Hyloscirtus sethmacfarlanei

Scientific classification
- Kingdom: Animalia
- Phylum: Chordata
- Class: Amphibia
- Order: Anura
- Family: Hylidae
- Genus: Hyloscirtus
- Species: H. sethmacfarlanei
- Binomial name: Hyloscirtus sethmacfarlanei Reyes-Puig, Recalde, Recalde, Koch, Guayasamin, Cisneros-Heredia, Jost, and Yánez-Muñoz, 2022

= Hyloscirtus sethmacfarlanei =

- Authority: Reyes-Puig, Recalde, Recalde, Koch, Guayasamin, Cisneros-Heredia, Jost, and Yánez-Muñoz, 2022

Species of frog

Hyloscirtus sethmacfarlanei, commonly known as Seth MacFarlane's torrent frog, is a species of frog in the family Hylidae. It is endemic to forest habitats in Ecuador. It has been observed in the Machay Reserve on Cerro Mayordomo, at 2970 meters above sea level.

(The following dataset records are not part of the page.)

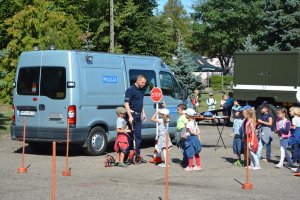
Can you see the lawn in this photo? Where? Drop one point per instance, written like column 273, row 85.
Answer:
column 5, row 118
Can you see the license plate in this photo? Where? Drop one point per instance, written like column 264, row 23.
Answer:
column 27, row 113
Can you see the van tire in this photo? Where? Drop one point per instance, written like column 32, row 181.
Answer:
column 96, row 142
column 39, row 147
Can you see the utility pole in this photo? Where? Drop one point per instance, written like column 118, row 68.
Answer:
column 112, row 32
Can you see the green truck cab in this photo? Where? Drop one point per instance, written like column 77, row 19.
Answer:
column 267, row 76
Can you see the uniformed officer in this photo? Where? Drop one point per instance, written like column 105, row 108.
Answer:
column 134, row 97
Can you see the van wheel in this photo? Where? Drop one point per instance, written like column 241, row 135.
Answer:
column 39, row 147
column 96, row 142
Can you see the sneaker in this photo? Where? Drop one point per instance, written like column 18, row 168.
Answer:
column 162, row 165
column 279, row 165
column 250, row 167
column 122, row 165
column 238, row 163
column 188, row 169
column 197, row 168
column 256, row 168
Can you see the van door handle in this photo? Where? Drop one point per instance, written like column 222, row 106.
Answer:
column 41, row 107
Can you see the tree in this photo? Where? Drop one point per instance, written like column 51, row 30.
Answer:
column 184, row 66
column 281, row 31
column 175, row 12
column 36, row 24
column 222, row 27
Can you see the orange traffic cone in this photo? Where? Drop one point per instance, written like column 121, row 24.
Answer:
column 156, row 156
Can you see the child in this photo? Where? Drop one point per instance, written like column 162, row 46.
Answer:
column 181, row 123
column 121, row 144
column 265, row 132
column 223, row 101
column 211, row 102
column 283, row 126
column 163, row 125
column 249, row 131
column 238, row 136
column 295, row 138
column 191, row 139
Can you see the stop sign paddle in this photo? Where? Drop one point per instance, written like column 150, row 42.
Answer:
column 156, row 94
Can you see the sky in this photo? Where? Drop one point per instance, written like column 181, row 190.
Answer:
column 187, row 4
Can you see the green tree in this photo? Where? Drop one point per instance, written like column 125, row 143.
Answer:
column 175, row 12
column 221, row 27
column 36, row 24
column 281, row 31
column 184, row 66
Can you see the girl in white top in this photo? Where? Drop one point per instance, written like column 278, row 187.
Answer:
column 162, row 137
column 295, row 112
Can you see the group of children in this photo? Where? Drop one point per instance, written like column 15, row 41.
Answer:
column 248, row 131
column 188, row 136
column 257, row 133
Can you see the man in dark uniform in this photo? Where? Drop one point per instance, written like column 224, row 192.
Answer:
column 134, row 97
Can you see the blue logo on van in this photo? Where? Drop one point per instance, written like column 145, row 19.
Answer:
column 172, row 109
column 110, row 79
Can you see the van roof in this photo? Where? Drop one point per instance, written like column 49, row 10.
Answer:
column 94, row 52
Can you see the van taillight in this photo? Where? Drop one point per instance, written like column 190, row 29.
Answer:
column 13, row 117
column 72, row 115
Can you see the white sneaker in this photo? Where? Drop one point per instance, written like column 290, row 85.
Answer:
column 197, row 168
column 188, row 169
column 256, row 168
column 279, row 165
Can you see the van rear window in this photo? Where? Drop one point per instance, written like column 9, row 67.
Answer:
column 52, row 82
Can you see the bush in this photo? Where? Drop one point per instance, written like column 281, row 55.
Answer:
column 216, row 82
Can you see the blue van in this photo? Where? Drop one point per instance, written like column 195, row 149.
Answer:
column 54, row 86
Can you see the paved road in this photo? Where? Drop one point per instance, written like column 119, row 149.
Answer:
column 91, row 180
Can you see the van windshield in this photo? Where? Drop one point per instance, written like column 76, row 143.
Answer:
column 52, row 82
column 169, row 85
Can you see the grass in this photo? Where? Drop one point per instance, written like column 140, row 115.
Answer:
column 5, row 118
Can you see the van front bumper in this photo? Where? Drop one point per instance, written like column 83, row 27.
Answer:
column 33, row 134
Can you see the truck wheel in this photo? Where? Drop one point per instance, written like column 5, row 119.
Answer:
column 96, row 142
column 39, row 147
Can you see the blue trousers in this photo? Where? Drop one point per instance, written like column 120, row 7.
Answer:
column 261, row 144
column 137, row 132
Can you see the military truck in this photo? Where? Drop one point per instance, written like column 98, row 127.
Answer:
column 267, row 76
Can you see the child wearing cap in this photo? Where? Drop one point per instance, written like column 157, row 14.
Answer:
column 163, row 125
column 265, row 134
column 237, row 133
column 211, row 102
column 121, row 143
column 191, row 139
column 180, row 126
column 250, row 138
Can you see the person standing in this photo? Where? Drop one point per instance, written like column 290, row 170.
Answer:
column 134, row 98
column 211, row 102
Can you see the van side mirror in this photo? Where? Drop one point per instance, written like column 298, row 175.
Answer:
column 184, row 93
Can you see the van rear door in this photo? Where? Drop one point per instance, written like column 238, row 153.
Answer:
column 26, row 96
column 53, row 100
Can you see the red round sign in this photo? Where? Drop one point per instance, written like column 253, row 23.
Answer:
column 156, row 94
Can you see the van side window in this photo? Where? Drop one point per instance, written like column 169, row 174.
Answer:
column 53, row 82
column 169, row 85
column 28, row 81
column 150, row 75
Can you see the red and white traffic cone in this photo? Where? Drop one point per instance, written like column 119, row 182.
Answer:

The adult female frog measures about 72 mm in snout-vent length. Adult frogs are black with distinctive orange or red spots. Young frogs are bright yellow. Scientists note that the frog is toxic: Handling specimens with bare skin caused tingling, itching, and pain that lasted for hours. They believe the frog may secrete a chemical that makes it taste bad to predators or causes predators to sicken and that the coloration may be aposematic.

Scientists observed this frog sitting in bromeliad plants 60–90 cm above the forest floor.

The species was named in honour of Family Guy creator and television performer Seth MacFarlane.